Ohrstrom’s lawyer said the brokerage “spent considerable sums of money for advertising” in an attempt to sell the home.
Global News asked the Toronto Real Estate Board (TREB) and the Ontario Real Estate Association (OREA), organizations that advocate for realtors, whether it’s ethical or appropriate for a broker to pursue a claim against a client who waited six months to complete a sale that ultimately failed.
“This issue does not fall within the jurisdiction of the Toronto Real Estate Board. The Real Estate Council of Ontario (RECO) is the appropriate organization to contact for comments/further information on matters such as a consumer complaint dealing with an issue addressed under the Real Estate and Business Brokers Act Code of Ethics,” wrote Mary Gallagher, senior manager of public affairs for TREB.
“We appreciate the invitation to comment, however, OREA feels it’s best to allow the matter to be handled by the courts and those involved,” wrote Katarina Markovinovic-Praljak, head of communications and media relations for OREA.
Ohrstrom, whose website says he covers “Newmarket, Aurora and Bradford” frequently posts videos where, on camera, he describes how much buyers have paid for homes his brokerage has sold and how happy they are as a result.
In one video on YouTube and posted to his Facebook page, Ohrstrom is dressed in a Superman costume with his company logo onscreen touting a Halloween contest.
He also advertises “Sold or I’ll buy it!” on transit billboards bearing an image of him smiling broadly, above the words “#1 Newmarket real estate team.”
Nemeth said when her deal fell through, twice, Ohrstrom didn’t offer to buy the property as the ad suggests.

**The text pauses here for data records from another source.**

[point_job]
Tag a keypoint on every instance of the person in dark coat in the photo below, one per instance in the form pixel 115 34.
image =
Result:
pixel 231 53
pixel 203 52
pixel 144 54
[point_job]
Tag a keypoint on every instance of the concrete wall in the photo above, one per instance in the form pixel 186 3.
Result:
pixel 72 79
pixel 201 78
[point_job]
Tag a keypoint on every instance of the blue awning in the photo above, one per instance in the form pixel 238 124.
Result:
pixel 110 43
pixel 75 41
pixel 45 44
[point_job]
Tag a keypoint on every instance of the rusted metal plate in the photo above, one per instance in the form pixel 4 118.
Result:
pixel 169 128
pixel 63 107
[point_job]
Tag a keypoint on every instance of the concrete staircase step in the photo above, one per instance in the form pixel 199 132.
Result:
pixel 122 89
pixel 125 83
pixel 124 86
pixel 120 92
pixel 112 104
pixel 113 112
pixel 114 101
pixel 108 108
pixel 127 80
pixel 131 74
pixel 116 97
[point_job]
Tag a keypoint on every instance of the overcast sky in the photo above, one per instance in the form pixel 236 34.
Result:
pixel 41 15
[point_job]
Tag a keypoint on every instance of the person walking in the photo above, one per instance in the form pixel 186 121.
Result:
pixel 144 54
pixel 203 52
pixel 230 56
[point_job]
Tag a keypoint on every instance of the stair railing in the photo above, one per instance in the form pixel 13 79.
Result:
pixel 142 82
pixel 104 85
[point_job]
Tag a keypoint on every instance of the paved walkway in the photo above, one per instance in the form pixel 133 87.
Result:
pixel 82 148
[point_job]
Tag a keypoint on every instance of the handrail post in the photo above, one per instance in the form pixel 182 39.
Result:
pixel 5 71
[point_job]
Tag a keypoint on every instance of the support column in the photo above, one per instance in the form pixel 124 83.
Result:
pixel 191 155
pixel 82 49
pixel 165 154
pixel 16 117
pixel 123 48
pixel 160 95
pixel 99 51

But Winkler said that promised deal on the transit shelter has conditions and was not available to Nemeth.
“The Program offered by HomeLife Eagle is available only upon request at the time the listing agreement is executed and only available to sellers who purchase a home offered for sale by HomeLife Eagle. Ms. Nemeth at no time inquired about participating in the program nor did she otherwise qualify for participation in the program,” Winkler wrote.
Nemeth has filed a written complaint about the conduct of HomeLife Eagle Realty, her agent Nahid “Nina” Bonakdar and Hans Ohrstrom with RECO, the regulator.
Kelvin Kucey, deputy registrar of regulatory compliance with RECO, said with regard to advertising “you cannot in any way be misleading or provide misinformation.”
“If you’re promising something, then you must deliver. There’s no middle ground on that whatsoever,” Kucey said.
Nemeth has still not been interviewed by RECO yet concerning her complaint.
A settlement conference on the litigation is scheduled for Sept. 18.
None of the allegations has been proven in court.